In Q2 2021, SentinelOne’s total revenue reached USD$46 million, up 121 per cent year-over-year. The company’s customer count also grew by more than 75 per cent year-over-year to over 5,400 customers, as of July 31, 2021.
With such quick growth, investors will be watching the cybersecurity company closely to see if this can be sustained.
5. ASML Holding NV
Dutch holdings company ASML Holding NV is the world’s supplier to the semiconductor industry, providing chipmakers with everything they need from hardware, software and services to mass produce patterns on silicon and lithography.
As the semiconductor industry has been plagued with shortages over the past 18 months, ASM Holding NV has benefited from increased demands of its products.
In its Q2 2021 report, ASML Holding NV demonstrated substantial growth with net sales of USD$4.6 billion, a gross margin of 50.9 per cent and earnings per share of USD$2.91. This performance is expected to continue into Q3, as the company anticipates net sales between USD$6 billion and USD$6.2 billion and a gross margin between 51 per cent and 52 per cent.

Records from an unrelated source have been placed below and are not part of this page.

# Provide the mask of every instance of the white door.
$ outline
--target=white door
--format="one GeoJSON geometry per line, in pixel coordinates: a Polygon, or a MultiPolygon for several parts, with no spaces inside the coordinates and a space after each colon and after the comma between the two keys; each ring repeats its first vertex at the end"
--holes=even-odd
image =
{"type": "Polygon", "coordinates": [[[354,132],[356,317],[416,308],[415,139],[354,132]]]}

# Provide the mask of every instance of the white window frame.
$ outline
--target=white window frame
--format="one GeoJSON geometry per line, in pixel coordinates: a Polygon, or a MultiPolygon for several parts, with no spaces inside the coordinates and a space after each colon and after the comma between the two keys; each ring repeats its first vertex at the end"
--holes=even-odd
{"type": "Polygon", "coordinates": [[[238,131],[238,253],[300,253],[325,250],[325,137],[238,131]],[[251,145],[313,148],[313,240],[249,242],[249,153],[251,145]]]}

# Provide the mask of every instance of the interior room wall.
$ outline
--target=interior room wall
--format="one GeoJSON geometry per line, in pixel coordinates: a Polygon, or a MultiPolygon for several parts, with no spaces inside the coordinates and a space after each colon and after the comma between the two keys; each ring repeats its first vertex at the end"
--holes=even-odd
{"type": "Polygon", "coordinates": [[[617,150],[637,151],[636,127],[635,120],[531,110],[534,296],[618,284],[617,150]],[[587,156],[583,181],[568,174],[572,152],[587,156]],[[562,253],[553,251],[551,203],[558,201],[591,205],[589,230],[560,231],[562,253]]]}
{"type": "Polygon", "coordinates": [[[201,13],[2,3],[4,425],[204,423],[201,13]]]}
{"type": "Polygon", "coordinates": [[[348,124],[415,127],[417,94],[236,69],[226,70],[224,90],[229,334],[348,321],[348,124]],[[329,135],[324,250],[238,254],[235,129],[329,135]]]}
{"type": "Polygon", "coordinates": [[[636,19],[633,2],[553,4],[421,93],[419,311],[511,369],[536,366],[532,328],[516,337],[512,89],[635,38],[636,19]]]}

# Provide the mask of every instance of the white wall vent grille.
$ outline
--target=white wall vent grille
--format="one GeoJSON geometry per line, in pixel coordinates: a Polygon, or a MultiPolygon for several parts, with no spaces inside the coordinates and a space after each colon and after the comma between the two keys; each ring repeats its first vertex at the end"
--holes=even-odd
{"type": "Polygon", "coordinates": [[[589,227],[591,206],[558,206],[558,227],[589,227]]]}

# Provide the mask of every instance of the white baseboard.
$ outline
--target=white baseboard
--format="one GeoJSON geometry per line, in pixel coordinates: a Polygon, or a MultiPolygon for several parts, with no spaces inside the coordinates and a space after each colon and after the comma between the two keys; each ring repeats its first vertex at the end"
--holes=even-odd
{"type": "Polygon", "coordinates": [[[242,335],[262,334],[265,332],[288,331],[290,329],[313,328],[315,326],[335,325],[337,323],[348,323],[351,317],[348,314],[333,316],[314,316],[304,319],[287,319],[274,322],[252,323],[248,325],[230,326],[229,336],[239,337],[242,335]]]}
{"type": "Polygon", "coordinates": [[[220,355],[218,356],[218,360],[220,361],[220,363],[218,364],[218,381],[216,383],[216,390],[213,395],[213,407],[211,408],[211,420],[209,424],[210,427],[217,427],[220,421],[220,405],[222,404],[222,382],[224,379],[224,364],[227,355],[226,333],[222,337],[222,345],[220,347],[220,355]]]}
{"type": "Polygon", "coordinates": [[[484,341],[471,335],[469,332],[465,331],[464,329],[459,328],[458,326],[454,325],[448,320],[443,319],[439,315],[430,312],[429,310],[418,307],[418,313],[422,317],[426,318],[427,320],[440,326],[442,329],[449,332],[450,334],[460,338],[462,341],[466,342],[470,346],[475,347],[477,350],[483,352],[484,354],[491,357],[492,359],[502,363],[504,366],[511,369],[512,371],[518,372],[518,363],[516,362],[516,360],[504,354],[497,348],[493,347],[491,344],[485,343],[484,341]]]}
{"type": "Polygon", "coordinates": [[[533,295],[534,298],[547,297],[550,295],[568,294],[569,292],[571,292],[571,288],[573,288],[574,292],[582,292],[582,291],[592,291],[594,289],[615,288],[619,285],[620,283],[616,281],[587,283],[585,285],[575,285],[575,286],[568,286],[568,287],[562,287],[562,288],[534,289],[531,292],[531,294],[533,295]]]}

In July 2021, ASML Holding NV announced its new share buyback program, which is expected to be executed by 31 December 2023. As part of this program, the company intends to repurchase shares up to an amount of USD$10.4 billion, and will no doubt place it in the good books for investors.
By exposing themselves to stocks beyond the obvious popular picks, investors are able to diversify their portfolios with a range of different companies in innovative, growing sectors. As always, investors should do their research into the companies they want to invest in and ensure they never invest more than they can realistically afford.